As with any gestural practice, the task for the spectator is to decode the evocations, and decipher whether it is appropriate to regard them in ambivalence, to laugh, or to cry. Unfortunately, the delusions of the solitary aesthete loom: a deeper emotional level weighs almost heavily upon the work once the press release claims the smeared chocolate as 'an intensely personal response to an event in her life'. Closure performed, we adjust our laughter and frown.
The profundity of this binary exchange reverses sickly sweet for sickly sick. But if the 'morbidly alluring' pervades in any form within the nauseating smell and creeping nostalgia of rotting chocolate, it is in the excremental element of the work. Here the 'organic repression' of olfactory and aesthetic disgust, is sublimated in the form of shit-like food, and shit-like art.

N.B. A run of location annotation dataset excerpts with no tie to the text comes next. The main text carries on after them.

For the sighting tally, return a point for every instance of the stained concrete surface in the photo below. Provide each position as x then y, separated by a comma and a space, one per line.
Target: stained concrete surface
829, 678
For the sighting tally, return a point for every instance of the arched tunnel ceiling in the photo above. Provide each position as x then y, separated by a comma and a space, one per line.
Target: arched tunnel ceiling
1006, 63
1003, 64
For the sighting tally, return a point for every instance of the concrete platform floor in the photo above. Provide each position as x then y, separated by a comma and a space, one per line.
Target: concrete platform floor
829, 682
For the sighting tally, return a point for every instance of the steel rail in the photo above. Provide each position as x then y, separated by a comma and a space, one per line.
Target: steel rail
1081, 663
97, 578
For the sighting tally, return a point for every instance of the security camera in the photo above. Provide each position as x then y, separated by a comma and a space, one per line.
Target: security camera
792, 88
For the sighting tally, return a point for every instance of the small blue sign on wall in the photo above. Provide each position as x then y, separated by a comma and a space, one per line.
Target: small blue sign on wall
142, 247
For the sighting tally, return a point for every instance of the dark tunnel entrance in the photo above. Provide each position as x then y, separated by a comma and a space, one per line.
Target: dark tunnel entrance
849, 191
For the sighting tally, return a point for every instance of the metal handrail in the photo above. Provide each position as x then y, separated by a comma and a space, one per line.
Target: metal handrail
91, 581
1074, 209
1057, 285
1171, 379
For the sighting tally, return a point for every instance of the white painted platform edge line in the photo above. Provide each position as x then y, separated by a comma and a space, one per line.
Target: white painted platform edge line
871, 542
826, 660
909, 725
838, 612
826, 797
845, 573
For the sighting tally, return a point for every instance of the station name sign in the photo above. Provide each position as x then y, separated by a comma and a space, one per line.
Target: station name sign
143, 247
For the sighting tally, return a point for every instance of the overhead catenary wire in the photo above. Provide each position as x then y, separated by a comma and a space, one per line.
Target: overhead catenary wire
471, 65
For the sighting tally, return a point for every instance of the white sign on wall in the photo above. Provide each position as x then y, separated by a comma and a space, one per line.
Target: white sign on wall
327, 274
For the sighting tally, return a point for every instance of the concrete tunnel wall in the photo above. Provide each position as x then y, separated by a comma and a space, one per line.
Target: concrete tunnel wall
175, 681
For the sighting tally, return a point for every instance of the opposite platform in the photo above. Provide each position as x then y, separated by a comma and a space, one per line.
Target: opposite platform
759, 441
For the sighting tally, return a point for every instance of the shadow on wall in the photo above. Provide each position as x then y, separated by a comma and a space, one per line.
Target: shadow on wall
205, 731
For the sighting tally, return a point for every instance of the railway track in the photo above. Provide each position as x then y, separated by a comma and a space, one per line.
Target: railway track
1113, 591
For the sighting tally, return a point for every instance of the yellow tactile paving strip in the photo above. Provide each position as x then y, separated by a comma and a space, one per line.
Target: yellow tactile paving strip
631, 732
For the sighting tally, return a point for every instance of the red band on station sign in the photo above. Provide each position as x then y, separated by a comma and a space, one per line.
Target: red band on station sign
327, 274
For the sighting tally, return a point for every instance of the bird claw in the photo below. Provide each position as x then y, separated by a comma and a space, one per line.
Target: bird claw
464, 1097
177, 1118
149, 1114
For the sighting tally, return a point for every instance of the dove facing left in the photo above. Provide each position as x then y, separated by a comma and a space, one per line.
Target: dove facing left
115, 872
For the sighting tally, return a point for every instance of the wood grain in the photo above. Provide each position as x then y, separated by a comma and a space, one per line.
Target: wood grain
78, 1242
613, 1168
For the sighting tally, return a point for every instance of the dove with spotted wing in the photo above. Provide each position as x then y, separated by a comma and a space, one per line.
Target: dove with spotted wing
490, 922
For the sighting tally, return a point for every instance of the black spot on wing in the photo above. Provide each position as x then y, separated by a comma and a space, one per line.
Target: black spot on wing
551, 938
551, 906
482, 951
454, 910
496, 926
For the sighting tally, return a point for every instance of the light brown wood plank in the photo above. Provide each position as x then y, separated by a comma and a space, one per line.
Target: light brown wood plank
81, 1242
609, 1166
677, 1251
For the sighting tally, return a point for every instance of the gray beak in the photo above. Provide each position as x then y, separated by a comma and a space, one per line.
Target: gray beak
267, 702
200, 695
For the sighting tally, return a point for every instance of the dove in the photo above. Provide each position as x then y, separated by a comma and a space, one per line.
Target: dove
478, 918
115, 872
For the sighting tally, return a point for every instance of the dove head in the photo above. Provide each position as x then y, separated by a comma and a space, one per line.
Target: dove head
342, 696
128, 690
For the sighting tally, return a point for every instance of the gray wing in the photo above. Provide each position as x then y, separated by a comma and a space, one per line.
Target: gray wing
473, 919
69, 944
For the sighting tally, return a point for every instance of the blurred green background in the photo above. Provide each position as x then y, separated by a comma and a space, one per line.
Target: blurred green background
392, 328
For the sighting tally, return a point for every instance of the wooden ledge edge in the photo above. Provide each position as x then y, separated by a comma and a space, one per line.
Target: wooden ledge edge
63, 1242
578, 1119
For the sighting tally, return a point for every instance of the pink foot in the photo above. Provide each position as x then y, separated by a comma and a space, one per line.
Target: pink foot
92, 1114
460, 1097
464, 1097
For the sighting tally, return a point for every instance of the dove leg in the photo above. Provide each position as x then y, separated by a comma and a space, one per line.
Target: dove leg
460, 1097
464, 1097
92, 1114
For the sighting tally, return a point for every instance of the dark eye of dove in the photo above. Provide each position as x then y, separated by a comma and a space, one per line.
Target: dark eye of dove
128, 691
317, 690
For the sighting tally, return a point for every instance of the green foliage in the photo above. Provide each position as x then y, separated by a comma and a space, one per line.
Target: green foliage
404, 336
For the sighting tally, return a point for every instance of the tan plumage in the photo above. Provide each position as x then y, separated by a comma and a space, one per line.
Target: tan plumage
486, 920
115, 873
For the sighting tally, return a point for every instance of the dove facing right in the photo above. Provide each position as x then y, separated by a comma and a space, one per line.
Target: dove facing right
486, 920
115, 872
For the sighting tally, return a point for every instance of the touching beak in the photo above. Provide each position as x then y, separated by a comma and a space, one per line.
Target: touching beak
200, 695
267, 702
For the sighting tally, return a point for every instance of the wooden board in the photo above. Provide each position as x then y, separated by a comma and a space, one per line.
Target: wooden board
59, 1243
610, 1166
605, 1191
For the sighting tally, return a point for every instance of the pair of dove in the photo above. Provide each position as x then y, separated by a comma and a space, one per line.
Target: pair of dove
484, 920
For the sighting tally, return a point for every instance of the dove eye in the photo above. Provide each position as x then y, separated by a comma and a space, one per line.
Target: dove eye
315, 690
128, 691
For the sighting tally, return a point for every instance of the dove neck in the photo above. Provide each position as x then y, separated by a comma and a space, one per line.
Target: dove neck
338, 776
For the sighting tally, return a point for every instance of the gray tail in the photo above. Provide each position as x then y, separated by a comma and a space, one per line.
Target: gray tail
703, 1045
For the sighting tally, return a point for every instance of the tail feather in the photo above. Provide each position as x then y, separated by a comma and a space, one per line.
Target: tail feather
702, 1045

As Freud suggests, infantile erotogenic pleasure occurs in the act of producing faeces, an experience which demonstrates the acquisition of symbolic production. It is this first detachable, free-floating signifier, declaring the existence of the narcissistic ego responsible for unleashing it, that serves as the basis for making art. There is something essentially funny about smearing a gallery with a substance that looks like excrement because it compounds this provocative notion of the origin of the creative act with the transgression latent in a morally challenging joke. If the repressed achieve escape in laughter, then laughter represents a momentary libidinal release.
However, the failure in Gallaccio's 'return of the repressed' is that it emerges in measured form, gaining a further coating of closure in the retentive compositional order and aesthetically restrained framing the presentation adopts. The chocolate was applied with technical and methodical rigour, while the height its was actually defined by the size of the cardboard sheet on which it was spread. This height might otherwise have been mistaken for an ergonomic reference to the body, alluding to the artist's reach.
Nothing has been unleashed, no violent expurgation of dark laughter, merely a restrained single-speed temporality, a representation of the process of time as historically constant, memorial and dull. It is the reactive retrospection of tepid bourgeois loss that familiarises and alienates this work of art, whereby alienation acts as a methodologically protective glaze encasing its surface with the effects of the picturesque posing as the sublime.